If I send the exact request multiple times (asking the model to reply with “Yes” or “No”), and ask for logprobs I get wildly different answers for each request with 4o but not with 4 or 4-turbo. Any idea why?

{
    "model": "gpt-4o",
    "messages": [...],
    "temperature": 0,
    "top_p": 1,
    "logprobs": True,
    "top_logprobs": 2,
    "functions": None,
    "function_call": None,
}

All AI models that OpenAI currently runs are non-deterministic. You give them the same input, they return different logprob values each time.

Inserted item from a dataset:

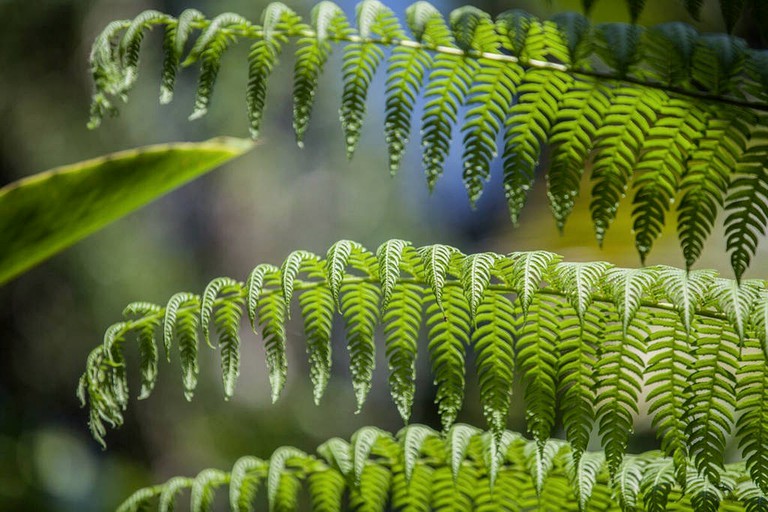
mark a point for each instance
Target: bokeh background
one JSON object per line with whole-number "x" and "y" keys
{"x": 274, "y": 200}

This variation is even higher in the newest models. You can specify either 0 or miniscule small values for top_p and temperature, and get answers that diverge pretty quickly.

Temperature 0 is not as good as temperature 0.0000000001 for some reason. top_p at an extremely low number is a stronger enforcer of only getting the top value back.

The answer overall though is perplexity. The less expensive AI is less clear and certain how to score tokens (unless it is a particular post-training chat behavior), and so the values of logprobs end up being closer together and easy for one to overtake another between runs.

Asking for logprobs doesn’t change the behavior. It does let you see how close “Yes” was to “No”, though, or to “yes” or “I’m sorry”. That can give you insight that you need to make your prompting and desired output clearer, or that the AI just has no good truthfulness score for you from the facts.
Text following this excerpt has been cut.